Autor, jak sam o sobie pisze, kucharzem został z łakomstwa. Co więcej – w dzieciństwie zaczytywał się w przygodach słynnego Mikołajka. A że słodycze pozwalają przywołać smaki dzieciństwa, postanowił połączyć obie pasje i stworzyć Mikołajkową książkę kucharską. Znajdziemy tu proste przepisy na słodkości do wykonania wspólnie z dzieckiem.

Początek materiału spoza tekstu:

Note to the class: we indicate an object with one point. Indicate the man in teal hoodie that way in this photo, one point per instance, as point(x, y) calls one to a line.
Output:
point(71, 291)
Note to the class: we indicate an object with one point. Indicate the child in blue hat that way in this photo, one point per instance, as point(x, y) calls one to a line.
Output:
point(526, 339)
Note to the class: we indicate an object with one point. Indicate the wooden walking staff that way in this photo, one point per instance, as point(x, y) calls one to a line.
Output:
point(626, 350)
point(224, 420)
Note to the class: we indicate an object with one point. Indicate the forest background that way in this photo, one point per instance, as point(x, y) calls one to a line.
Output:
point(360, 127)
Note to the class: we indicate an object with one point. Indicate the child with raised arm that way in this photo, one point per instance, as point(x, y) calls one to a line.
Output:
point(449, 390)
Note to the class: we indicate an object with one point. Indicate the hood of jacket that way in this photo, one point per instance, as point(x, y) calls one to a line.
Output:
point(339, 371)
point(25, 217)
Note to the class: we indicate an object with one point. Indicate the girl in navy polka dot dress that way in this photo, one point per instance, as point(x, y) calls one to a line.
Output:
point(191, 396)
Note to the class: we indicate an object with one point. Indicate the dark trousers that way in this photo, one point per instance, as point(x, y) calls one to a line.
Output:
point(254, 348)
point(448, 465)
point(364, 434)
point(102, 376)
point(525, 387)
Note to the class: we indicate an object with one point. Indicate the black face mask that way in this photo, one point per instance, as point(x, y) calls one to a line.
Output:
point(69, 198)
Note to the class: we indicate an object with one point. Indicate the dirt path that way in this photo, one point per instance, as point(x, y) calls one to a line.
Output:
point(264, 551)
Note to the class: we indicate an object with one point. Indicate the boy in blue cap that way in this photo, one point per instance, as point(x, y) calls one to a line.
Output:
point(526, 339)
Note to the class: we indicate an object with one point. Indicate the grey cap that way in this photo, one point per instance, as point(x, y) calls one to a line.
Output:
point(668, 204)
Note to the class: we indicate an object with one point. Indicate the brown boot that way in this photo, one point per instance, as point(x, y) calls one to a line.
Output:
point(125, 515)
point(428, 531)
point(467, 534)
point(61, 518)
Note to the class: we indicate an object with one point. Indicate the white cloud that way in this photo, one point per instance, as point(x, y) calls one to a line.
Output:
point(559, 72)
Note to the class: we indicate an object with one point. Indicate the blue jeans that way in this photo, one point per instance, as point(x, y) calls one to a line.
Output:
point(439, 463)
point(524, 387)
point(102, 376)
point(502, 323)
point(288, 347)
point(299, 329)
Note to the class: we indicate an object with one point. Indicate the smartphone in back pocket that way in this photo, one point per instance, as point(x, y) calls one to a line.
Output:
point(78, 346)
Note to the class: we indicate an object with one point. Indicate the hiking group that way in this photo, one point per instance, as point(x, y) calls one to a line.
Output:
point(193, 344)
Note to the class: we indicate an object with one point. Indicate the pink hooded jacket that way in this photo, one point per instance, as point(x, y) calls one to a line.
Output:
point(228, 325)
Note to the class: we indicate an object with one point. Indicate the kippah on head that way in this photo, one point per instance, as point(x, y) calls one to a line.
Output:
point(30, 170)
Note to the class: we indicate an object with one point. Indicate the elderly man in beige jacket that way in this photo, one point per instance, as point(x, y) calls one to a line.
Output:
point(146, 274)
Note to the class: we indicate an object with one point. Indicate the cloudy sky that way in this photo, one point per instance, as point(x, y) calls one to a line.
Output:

Jakie pyszności możemy więc znaleźć? Co proponuje Alain Ducasse w imieniu swojego bohatera z dzieciństwa? Smakowite śniadania, czyli pancakes, croissanty, superkanapki, propozycje na przerwę w szkole, czyli kocie oczka z marmoladą, zdrowe ciasteczka, róże pustyni. Są przepisy na torty urodzinowe, podwieczorki z kumplami (lody, naleśniki, gorąca czekolada), posiłki świąteczne (rolada bożonarodzeniowa, trufle w muszelkach, chlebek korzenny...). Dodatkowo znajdziemy słodkości dla grzecznych dzieci, nie zabraknie lodów, magdalenek, musu czekoladowego, biszkoptów i propozycji na niedzielne desery. Wszystko pyszne i słodkie. Po przeczytaniu samego spisu treści aż chce się jeść. A żadne dziecko nie odmówi czegoś słodkiego – tym bardziej, jeśli deser przygotuje samodzielnie.
Oczywiście, wszystkie przepisy ilustrują atrakcyjne zdjęcia. W książce znaleźć można także rysunki wyjęte wprost z książek o Mikołajku i opatrzone stosownymi cytatami. Faktycznie, Mikołajek tego próbował! Ja też chcę, mamo! Do słodyczy jednak raczej nikogo namawiać nie trzeba, gorzej bywa z warzywami. Niemniej jednak Mikołajek i słodkie przekąski to książka przyjemna, przywołująca wspomnienia i uśmiech na twarzy. Z pewnością sprawdzi się jako pomoc przy wspólnym przyrządzaniu posiłków. Choćby tylko tych naprawdę pysznych.